Additionally, added a "Pending Action" column to aid administrators in identifying necessary actions for each user. Incorporated a "Reason for Joining" field
into the user info contextual bar, along with a callout for exceeding the seats cap in the users page header. Finally, introduced a new logic to disable user creation buttons upon surpassing the seats cap. -
(#32316) Support encrypted files on end-to-end encrypted rooms.
-
(#32436) Added a "LDAP group validation strategy" setting to LDAP channels and roles sync in order to enable faster syncs
-
(#32605) Moves the quotes to be on top of the message for better readability
-
(#32197) Async End-to-End Encrypted rooms key distribution process.
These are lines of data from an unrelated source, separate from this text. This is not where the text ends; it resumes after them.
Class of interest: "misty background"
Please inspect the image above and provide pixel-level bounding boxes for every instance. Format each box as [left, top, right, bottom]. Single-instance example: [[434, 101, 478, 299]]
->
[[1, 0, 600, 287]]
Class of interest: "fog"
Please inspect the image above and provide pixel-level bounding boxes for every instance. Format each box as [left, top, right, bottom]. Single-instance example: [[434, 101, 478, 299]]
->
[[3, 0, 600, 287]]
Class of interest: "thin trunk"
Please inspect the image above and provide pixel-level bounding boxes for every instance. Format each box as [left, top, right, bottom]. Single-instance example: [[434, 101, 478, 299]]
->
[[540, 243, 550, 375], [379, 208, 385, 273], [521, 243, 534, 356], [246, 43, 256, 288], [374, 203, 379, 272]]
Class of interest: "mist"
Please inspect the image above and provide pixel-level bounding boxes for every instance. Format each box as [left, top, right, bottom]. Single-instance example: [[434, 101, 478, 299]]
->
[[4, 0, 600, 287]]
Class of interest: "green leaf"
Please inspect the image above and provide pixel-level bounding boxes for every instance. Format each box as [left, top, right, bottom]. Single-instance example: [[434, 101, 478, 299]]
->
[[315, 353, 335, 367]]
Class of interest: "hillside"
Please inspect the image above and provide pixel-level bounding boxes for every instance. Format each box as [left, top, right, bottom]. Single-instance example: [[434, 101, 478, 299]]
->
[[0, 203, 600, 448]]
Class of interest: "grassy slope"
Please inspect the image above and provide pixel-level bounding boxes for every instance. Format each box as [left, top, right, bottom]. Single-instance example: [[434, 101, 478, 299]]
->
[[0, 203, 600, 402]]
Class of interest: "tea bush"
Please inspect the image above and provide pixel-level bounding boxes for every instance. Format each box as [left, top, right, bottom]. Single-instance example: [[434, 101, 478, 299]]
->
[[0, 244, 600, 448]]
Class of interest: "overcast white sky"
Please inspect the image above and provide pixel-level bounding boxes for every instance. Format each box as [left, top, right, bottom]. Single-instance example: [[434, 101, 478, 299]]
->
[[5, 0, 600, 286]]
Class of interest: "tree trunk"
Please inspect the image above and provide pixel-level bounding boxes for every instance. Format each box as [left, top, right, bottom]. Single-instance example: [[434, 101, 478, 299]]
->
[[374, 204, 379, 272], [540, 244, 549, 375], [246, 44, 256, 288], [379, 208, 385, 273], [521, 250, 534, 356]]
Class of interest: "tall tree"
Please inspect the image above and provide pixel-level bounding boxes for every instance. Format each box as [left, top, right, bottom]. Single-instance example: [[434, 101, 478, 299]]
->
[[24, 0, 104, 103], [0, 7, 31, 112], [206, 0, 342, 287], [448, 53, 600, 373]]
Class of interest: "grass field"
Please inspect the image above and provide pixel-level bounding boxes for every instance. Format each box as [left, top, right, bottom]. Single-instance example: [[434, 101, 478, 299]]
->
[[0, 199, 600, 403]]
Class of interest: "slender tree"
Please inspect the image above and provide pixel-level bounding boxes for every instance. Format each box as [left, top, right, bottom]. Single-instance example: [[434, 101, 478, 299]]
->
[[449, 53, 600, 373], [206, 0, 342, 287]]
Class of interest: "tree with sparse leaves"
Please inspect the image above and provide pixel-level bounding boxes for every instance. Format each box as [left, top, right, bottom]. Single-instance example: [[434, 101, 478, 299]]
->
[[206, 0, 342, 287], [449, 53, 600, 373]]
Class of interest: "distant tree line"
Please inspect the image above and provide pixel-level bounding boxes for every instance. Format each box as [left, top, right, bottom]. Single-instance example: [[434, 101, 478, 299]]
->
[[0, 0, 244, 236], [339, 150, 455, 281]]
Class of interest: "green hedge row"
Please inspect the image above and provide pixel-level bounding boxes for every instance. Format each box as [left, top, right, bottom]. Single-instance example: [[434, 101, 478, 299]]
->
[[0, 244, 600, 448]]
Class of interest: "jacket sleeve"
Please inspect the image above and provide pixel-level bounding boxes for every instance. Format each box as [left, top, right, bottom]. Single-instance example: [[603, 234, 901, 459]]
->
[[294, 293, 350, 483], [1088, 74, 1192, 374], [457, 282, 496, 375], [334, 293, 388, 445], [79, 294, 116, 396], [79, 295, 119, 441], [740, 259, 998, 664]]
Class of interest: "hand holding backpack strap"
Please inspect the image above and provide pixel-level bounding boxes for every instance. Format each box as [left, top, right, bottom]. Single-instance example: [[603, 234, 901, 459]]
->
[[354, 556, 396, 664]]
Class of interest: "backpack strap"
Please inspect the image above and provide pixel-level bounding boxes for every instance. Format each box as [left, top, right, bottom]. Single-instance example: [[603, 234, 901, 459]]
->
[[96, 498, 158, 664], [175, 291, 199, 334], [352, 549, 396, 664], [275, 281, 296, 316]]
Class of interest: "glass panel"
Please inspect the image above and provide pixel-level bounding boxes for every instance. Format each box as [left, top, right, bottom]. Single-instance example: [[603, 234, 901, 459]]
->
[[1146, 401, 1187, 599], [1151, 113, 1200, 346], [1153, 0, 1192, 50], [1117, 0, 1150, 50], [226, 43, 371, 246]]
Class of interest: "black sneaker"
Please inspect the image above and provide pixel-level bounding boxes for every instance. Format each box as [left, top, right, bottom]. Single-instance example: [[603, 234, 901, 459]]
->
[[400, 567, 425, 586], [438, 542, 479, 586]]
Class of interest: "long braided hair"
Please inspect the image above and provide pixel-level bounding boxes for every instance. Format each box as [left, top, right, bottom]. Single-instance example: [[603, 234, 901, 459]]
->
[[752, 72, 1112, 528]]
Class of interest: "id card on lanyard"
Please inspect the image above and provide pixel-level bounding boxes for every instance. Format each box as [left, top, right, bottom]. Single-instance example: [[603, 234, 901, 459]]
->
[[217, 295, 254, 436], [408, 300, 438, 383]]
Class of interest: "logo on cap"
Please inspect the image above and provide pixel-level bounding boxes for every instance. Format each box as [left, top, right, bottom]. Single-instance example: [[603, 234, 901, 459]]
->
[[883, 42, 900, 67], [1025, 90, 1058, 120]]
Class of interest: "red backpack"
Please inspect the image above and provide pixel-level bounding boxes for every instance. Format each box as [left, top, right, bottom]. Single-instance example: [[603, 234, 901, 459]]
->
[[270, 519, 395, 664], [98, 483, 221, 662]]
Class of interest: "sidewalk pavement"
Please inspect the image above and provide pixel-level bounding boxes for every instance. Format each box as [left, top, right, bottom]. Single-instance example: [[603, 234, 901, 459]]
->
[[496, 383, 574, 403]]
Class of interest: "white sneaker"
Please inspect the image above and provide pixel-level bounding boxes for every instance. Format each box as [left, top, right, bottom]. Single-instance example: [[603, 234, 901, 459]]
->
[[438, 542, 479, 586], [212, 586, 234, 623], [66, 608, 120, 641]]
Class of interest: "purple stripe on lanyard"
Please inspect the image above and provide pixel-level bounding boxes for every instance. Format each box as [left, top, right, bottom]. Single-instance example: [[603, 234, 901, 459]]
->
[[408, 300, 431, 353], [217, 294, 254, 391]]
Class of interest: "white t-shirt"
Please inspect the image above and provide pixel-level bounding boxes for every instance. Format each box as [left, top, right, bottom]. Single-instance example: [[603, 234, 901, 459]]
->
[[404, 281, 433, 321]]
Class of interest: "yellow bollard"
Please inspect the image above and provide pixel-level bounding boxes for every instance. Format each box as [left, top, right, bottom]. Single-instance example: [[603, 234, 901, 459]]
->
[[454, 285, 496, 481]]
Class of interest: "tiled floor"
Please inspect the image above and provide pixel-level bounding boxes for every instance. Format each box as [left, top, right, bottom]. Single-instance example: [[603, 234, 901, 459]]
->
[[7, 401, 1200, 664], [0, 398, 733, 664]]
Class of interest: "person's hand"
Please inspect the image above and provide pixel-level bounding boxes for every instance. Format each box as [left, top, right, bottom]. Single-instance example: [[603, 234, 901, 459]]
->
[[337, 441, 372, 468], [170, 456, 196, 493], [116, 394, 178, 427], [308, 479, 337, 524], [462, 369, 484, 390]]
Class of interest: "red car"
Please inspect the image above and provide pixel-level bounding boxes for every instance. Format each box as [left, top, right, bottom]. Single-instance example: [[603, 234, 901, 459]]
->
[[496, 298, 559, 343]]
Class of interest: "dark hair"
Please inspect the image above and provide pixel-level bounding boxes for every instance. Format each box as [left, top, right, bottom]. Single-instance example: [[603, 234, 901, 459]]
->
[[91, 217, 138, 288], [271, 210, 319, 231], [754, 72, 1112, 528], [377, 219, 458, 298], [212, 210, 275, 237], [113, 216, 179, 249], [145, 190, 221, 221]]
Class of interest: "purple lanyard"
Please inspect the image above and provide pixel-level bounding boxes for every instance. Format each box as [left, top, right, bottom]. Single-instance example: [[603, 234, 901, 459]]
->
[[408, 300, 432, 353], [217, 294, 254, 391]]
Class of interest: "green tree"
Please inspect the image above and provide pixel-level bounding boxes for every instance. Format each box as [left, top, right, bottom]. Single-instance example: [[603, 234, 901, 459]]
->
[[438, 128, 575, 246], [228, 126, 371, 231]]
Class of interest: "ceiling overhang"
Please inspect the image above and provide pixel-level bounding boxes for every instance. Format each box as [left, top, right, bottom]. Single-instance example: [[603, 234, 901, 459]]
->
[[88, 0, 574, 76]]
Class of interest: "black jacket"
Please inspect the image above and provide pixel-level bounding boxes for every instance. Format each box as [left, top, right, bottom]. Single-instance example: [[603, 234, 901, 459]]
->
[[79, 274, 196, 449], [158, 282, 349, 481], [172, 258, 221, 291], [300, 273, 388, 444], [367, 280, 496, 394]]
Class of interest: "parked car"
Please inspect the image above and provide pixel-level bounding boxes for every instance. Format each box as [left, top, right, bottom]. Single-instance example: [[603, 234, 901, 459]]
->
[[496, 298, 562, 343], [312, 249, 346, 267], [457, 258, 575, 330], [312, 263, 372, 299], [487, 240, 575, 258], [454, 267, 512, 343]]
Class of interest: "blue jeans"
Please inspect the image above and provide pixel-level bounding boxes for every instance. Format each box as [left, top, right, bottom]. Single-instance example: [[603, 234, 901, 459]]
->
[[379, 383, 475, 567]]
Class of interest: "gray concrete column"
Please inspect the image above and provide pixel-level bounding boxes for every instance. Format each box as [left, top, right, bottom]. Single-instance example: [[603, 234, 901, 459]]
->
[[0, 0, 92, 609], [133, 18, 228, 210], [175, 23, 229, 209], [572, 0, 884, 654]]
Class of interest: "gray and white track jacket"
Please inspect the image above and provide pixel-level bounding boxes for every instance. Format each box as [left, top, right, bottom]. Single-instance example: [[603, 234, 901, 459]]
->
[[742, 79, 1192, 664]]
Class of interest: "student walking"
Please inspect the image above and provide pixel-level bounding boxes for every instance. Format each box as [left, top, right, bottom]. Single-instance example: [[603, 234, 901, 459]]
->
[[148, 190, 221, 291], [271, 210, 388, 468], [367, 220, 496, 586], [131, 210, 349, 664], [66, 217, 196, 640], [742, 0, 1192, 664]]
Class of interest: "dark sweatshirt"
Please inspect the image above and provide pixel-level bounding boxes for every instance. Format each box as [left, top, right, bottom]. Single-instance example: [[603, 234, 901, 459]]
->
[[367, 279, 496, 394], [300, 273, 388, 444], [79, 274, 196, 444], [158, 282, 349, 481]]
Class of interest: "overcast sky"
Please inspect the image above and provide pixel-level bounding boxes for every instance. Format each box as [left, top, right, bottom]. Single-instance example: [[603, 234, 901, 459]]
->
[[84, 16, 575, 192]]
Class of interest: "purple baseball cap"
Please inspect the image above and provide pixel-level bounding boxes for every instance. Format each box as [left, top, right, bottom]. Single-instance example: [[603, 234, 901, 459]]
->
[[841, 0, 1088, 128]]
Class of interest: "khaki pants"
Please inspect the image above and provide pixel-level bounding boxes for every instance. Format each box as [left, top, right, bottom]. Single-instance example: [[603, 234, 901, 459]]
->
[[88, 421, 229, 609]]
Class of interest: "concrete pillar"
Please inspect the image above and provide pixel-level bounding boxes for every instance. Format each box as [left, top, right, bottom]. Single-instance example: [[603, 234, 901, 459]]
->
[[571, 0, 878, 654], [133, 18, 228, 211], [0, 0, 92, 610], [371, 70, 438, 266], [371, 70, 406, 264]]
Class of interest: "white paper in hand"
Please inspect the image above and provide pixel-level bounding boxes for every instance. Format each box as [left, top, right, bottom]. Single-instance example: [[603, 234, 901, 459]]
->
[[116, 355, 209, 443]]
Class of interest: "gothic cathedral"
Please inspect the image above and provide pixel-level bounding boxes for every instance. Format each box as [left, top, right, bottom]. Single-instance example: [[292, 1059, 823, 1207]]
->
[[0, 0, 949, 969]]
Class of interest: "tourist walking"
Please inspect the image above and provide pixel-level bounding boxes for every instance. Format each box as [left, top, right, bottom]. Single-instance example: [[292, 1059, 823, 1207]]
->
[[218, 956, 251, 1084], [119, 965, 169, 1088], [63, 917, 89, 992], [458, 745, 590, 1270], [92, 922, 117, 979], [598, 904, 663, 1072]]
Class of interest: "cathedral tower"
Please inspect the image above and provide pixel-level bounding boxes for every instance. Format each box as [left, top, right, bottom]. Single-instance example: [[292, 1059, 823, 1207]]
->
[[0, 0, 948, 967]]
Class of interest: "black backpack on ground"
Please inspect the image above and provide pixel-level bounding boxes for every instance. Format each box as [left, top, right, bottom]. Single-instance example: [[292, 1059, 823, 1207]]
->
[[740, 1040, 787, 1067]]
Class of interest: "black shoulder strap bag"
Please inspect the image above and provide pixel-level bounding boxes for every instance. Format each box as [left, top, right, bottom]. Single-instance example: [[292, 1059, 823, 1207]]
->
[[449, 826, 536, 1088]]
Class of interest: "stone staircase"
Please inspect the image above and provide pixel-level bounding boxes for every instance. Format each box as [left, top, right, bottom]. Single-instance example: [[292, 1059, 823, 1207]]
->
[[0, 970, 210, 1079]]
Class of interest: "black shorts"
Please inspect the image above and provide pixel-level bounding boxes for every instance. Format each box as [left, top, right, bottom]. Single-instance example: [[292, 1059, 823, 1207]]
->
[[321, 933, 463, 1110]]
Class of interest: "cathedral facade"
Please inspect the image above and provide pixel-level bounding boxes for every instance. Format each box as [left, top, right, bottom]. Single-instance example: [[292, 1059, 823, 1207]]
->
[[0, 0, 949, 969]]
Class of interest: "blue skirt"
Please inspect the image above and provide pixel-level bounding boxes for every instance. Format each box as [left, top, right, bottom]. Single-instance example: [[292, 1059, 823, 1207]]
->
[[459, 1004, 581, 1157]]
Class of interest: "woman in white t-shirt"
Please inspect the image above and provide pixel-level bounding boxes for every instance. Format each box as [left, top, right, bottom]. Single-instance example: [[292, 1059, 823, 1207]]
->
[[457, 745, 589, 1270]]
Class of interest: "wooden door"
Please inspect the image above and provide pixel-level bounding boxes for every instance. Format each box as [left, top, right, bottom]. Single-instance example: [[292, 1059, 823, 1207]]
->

Users now don't need to be online to get the keys of their subscribed encrypted rooms, the key distribution process is now async and users can recieve keys even when they are not online.
-
(#32559) Disable "Reply in direct message", "Copy link" and "Forward message" message menu items for encrypted messages as they don't apply to encrypted messages and also disable apps menu items and show a warning.
-
(#32040) Introduced a new setting which doesn't allow users to access encrypted rooms until E2EE is configured and also doesn't allow users to send un-encrypted messages in encrypted rooms.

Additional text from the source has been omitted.